Такова в самом кратком очерке жизнь подсудимого Иова, которая имеет общенародное звучание, поскольку в ней, как в капле воды, отразились все исторические драмы, через которые прошло наше отечество в новейшие времена. Мало этого: жизнь подсудимого Иова еще и потому имеет общенародное звучание, что сквозь нее проглядывает торжественная физиономия нашего будущего, о котором я скажу как в своем роде специалист: какое-то симфоническое это будущее, товарищи, не прекрасное даже, потому что «прекрасное», в сущности, пустой звук, а именно какое-то симфоническое, то есть величественное и одновременно утонченное, стройное, как почти все первые концерты для фортепьяно с оркестром.
— С чего это вы взяли? — спросила меня судья.
— Как с чего! — удивился я. — Общаюсь, слушаю, наблюдаю…
Судья пожала плечами:
— А вот у меня другое складывается впечатление: чем дальше, тем все хуже и хуже.

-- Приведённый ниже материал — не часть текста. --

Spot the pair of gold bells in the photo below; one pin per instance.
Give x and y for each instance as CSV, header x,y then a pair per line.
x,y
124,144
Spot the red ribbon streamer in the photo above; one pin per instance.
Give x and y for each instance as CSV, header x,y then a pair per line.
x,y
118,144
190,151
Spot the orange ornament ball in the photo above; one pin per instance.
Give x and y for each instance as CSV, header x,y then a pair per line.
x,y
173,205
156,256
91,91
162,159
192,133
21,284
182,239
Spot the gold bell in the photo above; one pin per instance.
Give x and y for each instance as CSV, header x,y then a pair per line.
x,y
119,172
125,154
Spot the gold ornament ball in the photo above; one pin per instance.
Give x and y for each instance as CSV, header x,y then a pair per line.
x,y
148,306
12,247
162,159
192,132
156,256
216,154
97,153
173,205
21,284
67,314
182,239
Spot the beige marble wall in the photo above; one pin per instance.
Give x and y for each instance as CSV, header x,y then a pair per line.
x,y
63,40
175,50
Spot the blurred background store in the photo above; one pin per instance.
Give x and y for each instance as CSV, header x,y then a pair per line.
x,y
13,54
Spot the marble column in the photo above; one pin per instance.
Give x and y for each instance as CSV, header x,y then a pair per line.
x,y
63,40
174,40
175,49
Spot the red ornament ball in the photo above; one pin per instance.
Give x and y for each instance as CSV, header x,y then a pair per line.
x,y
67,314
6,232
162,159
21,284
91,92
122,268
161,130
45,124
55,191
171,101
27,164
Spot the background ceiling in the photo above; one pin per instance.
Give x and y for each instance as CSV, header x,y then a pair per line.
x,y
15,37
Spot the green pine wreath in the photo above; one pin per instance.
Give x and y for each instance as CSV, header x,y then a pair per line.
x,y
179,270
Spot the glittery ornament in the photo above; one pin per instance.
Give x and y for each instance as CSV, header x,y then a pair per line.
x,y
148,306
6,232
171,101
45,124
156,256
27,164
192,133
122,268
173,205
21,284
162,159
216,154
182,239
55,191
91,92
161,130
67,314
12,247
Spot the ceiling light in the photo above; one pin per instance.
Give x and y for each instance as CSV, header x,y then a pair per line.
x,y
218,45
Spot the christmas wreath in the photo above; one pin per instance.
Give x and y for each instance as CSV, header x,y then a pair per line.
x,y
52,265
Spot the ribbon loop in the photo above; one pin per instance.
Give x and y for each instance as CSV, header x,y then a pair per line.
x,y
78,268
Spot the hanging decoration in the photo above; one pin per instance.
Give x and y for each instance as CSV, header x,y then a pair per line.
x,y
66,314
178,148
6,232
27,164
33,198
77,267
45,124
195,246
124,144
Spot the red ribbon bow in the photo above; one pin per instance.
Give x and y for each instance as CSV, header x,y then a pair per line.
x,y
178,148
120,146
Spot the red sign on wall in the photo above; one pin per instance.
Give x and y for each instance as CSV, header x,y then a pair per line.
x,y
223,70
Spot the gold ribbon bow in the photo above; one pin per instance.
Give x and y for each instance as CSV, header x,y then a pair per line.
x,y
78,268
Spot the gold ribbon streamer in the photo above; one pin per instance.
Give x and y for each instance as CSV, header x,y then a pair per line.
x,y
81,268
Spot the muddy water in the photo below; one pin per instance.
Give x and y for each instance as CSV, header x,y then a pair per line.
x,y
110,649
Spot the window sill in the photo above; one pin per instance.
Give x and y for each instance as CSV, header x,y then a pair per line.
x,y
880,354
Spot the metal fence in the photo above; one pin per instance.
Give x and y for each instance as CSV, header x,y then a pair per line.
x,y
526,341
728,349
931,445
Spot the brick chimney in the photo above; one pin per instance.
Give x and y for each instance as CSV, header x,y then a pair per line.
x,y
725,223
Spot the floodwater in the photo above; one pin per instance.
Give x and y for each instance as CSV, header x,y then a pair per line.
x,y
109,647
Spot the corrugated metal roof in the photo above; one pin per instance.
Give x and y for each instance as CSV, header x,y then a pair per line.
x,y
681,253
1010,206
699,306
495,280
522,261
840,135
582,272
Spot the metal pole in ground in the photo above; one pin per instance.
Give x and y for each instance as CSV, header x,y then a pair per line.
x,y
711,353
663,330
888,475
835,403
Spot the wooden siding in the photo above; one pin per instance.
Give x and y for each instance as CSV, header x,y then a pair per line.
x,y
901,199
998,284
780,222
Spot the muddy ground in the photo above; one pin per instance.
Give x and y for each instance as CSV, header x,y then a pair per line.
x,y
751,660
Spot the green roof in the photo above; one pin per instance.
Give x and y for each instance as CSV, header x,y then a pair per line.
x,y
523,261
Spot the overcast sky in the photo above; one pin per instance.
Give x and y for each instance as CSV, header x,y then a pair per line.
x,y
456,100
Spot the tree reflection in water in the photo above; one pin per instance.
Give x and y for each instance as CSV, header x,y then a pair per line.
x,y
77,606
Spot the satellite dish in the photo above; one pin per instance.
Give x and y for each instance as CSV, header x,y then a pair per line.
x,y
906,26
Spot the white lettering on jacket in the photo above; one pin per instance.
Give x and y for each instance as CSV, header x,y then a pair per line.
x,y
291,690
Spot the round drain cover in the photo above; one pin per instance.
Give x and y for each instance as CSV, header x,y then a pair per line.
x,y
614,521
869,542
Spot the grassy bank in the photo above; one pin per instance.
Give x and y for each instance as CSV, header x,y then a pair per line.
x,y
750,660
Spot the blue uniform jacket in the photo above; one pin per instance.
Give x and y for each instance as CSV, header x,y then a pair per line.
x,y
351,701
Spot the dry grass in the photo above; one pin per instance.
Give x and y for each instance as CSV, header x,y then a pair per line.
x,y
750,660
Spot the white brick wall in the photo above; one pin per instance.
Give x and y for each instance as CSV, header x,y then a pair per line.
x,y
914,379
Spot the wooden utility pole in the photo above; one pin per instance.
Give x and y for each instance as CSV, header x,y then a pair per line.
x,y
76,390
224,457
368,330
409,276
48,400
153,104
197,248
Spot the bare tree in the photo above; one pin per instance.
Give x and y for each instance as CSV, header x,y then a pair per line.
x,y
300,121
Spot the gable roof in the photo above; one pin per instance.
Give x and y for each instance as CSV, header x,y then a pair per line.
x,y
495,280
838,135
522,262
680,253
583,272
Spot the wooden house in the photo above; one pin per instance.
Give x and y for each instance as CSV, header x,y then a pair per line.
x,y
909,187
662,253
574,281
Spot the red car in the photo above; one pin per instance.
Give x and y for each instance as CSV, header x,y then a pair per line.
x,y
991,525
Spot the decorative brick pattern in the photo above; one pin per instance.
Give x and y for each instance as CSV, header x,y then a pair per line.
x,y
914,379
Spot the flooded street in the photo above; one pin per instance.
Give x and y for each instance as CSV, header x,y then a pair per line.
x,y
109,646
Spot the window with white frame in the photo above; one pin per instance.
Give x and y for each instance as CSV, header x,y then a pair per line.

— Это все из-за «двояко», — ответил я. — Есть, видите ли, такая новая философская категория — «двояко», в силу которой все до скончания века будет одновременно и стрижено и брито, и бело и черно, и замечательно и отвратно; вот возьмем интимную близость между мужчиной и женщиной — ведь какая волшебная вещь, по это только одна сторона медали…
— Ну, не знаю, — сказала судья и уперлась ладонью в щеку.
— А я знаю! — заявил я. — Поскольку наш народ стойко чает то самое будущее, о котором мы талдычим вот уже шестьдесят с лишним лет и которое мы, по чести говоря, давно притомились ждать, то пришествие его неизбежно. Позволю себе провести одну историческую параллель: из истории нам известно, что в особенно светлых случаях сначала нужно некоторое время побыть плотником и пройти через крестные муки, прежде чем поселиться на небесах. Так что еще одно-другое контрольное испытание, фигурально выражаясь, и мы в долине сказочных превращений.